Perhaps the most high-profile recent example was when the Ruby Princess docked in Sydney in 2020 with COVID on board, leading to clusters of cases on land as passengers dispersed.
But there was another crisis that emerged almost a century ago. In 1929 the ocean liner RMMS Aorangi arrived in Sydney with smallpox aboard. The disease went undiagnosed until its passengers had travelled home across the country, even as far as Perth.
Desperate attempts at contact tracing were not always successful, especially where passengers had given false addresses. Most, however, were rounded up into a delayed quarantine.
Several influential travellers were furious.

City of Vancouver Archives
Nobody died from smallpox in the 1929 episode. But a group of young Australians who arrived on RMMS Aorangi had a loss of a different kind.
They brought with them an Arizona-born donkey named Frijoles Calientes (Hot Beans). He was subject to Australia’s animal quarantine laws, so was temporarily impounded at Taronga Park Zoo, as it was then known.
Since zoo animals could not be released into the community, Hot Beans was instead transferred to Perth Zoo. And there – somewhat pampered – the quarantined donkey lived out the rest of his long-eared life.

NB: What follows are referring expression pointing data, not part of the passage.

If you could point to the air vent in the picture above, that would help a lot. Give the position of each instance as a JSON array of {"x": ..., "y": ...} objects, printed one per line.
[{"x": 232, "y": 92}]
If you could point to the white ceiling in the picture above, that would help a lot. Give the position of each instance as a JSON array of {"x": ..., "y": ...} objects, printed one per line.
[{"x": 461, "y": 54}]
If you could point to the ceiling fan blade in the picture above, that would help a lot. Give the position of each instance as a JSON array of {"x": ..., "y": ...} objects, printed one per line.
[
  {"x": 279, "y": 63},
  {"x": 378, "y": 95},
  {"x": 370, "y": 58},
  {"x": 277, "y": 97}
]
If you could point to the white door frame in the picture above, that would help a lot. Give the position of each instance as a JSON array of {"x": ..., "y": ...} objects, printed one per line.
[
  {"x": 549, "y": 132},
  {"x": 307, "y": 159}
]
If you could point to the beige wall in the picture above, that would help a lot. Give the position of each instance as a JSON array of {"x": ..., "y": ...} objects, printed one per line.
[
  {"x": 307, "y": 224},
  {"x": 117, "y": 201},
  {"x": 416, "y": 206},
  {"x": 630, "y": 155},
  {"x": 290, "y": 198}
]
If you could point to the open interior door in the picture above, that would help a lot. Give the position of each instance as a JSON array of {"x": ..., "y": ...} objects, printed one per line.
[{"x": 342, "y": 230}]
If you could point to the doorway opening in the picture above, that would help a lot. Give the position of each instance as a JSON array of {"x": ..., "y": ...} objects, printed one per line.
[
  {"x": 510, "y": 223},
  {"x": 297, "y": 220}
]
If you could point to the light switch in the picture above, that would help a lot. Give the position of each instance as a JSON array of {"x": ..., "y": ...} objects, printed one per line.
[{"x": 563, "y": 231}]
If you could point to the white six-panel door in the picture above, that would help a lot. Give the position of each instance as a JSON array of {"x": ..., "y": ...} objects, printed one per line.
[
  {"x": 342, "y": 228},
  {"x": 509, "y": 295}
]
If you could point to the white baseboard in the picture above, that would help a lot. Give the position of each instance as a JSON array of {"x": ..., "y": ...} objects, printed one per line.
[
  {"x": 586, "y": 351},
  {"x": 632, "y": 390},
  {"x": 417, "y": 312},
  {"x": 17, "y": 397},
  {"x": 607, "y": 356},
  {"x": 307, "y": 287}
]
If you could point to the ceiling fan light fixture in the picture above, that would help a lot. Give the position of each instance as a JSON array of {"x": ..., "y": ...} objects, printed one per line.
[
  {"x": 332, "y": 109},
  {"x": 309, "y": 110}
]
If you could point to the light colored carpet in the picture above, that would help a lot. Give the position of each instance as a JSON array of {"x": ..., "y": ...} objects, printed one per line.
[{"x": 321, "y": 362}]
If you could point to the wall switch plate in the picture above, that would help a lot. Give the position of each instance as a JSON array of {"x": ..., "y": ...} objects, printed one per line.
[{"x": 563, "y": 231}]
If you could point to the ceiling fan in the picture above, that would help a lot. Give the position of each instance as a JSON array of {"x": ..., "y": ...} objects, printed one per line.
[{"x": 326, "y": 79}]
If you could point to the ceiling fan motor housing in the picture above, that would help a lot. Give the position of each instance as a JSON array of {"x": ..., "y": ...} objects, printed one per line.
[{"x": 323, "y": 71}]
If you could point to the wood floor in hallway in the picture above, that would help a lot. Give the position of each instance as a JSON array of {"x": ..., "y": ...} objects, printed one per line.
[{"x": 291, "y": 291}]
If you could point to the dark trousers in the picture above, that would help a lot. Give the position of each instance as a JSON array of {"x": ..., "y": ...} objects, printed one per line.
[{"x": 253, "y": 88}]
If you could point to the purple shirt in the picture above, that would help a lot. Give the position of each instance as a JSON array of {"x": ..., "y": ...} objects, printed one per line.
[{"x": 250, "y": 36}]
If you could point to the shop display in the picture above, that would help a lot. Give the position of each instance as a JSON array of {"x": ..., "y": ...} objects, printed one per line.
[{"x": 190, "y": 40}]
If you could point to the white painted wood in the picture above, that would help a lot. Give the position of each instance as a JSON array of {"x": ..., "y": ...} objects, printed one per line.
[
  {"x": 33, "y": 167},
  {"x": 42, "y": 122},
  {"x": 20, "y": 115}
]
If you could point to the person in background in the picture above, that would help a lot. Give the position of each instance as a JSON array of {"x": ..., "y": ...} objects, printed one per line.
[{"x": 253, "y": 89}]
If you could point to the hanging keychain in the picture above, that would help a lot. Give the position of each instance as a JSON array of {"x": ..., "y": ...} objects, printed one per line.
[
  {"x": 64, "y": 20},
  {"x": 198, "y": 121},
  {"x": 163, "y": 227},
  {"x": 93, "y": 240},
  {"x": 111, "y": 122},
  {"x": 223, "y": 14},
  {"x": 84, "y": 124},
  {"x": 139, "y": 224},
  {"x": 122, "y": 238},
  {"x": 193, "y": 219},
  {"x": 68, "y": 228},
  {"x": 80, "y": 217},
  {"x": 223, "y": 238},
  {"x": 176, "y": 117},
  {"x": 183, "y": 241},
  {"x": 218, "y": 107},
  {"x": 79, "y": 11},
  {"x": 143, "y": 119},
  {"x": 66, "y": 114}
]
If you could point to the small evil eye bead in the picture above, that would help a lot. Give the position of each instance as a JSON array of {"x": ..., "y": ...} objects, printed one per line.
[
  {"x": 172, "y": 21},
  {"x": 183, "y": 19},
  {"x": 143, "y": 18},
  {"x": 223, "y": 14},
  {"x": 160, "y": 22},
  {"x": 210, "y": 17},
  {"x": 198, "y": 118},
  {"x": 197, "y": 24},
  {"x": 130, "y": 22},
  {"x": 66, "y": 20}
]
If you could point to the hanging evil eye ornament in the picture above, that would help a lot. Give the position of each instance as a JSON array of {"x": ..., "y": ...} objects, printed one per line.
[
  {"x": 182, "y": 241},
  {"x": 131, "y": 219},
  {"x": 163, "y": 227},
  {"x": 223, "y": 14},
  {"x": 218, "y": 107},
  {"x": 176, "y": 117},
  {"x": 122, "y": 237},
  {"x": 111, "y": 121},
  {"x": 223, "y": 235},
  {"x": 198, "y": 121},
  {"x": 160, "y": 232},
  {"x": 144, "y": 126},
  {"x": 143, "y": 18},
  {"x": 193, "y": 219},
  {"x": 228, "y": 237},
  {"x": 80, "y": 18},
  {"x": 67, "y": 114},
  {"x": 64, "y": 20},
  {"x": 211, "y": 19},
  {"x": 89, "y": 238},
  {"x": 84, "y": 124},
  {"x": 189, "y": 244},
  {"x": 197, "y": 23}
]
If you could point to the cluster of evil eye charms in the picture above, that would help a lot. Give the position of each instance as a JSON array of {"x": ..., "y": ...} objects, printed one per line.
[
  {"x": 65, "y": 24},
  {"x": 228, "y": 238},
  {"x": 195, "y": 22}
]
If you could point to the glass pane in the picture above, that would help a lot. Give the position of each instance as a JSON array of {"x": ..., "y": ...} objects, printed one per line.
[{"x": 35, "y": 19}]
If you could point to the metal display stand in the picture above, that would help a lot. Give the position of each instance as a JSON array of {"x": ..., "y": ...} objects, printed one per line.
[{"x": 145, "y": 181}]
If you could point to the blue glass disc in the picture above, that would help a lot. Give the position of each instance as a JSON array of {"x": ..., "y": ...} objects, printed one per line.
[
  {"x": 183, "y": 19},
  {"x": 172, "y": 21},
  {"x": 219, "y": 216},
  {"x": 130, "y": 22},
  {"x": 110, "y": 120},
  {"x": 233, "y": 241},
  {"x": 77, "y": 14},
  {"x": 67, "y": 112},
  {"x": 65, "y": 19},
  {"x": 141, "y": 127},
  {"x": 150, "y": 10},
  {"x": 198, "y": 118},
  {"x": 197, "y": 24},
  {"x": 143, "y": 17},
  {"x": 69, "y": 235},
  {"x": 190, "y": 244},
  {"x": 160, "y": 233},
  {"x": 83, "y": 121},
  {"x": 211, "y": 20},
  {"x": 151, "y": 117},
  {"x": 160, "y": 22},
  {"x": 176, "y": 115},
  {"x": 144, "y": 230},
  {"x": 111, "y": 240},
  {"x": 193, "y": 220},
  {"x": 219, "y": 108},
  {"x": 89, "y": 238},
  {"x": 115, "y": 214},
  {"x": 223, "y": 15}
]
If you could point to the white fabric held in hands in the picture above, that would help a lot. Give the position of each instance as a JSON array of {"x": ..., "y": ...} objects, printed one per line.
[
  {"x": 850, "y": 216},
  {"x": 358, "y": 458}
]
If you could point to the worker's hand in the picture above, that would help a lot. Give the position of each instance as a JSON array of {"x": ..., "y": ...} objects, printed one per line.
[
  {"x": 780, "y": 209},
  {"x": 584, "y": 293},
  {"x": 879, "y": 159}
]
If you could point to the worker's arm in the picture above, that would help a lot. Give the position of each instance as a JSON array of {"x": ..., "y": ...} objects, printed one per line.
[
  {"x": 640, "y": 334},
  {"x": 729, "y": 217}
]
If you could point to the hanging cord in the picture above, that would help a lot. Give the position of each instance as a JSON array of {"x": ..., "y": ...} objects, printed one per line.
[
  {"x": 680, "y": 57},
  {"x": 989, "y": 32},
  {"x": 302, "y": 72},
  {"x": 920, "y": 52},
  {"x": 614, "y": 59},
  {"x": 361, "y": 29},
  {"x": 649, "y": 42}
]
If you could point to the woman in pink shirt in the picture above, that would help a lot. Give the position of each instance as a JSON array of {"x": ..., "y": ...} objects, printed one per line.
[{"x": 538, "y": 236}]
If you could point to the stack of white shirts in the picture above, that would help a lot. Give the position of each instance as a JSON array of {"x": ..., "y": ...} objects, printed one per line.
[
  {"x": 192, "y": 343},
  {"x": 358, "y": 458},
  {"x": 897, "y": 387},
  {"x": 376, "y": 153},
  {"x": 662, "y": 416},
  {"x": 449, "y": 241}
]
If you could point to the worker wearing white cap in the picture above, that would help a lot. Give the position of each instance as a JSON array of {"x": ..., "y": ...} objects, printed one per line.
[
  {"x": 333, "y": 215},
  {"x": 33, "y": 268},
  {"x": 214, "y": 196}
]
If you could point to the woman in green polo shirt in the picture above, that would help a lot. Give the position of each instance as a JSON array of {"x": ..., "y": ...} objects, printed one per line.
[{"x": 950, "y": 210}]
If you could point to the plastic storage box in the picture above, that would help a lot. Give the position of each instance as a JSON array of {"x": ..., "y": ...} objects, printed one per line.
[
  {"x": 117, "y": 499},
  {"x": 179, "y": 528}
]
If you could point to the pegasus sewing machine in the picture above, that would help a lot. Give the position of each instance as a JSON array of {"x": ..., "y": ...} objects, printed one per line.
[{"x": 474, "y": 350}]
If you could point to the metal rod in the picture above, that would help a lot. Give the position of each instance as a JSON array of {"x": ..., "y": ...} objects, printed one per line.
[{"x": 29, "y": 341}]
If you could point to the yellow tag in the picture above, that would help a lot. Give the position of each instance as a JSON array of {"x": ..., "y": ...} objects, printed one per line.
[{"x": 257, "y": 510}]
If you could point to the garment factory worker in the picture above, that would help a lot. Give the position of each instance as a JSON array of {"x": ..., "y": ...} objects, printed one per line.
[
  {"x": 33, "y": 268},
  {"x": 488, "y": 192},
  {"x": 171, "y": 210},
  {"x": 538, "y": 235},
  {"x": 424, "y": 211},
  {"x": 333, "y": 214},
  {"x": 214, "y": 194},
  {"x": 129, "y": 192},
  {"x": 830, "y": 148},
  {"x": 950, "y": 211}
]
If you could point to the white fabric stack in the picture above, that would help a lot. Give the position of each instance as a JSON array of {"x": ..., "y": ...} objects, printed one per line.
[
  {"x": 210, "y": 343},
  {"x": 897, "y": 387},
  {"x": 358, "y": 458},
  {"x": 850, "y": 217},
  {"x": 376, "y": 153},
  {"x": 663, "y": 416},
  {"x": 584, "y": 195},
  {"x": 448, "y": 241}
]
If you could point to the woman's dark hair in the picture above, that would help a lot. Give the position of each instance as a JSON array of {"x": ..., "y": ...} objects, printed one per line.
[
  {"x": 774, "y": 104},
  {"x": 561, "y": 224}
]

For some, quarantine was just a blip
For some arrivals in Australia, quarantine is just a temporary disruption. Once released from detention, they return to their everyday lives and we hear no more about them.
But the records show that for others, quarantine leaves its mark for life. Such marks can be physical or psychological, and traces may be captured in diaries or monuments.
Just occasionally, as Mary Quarantine Chapman found, quarantine can shape your very identity.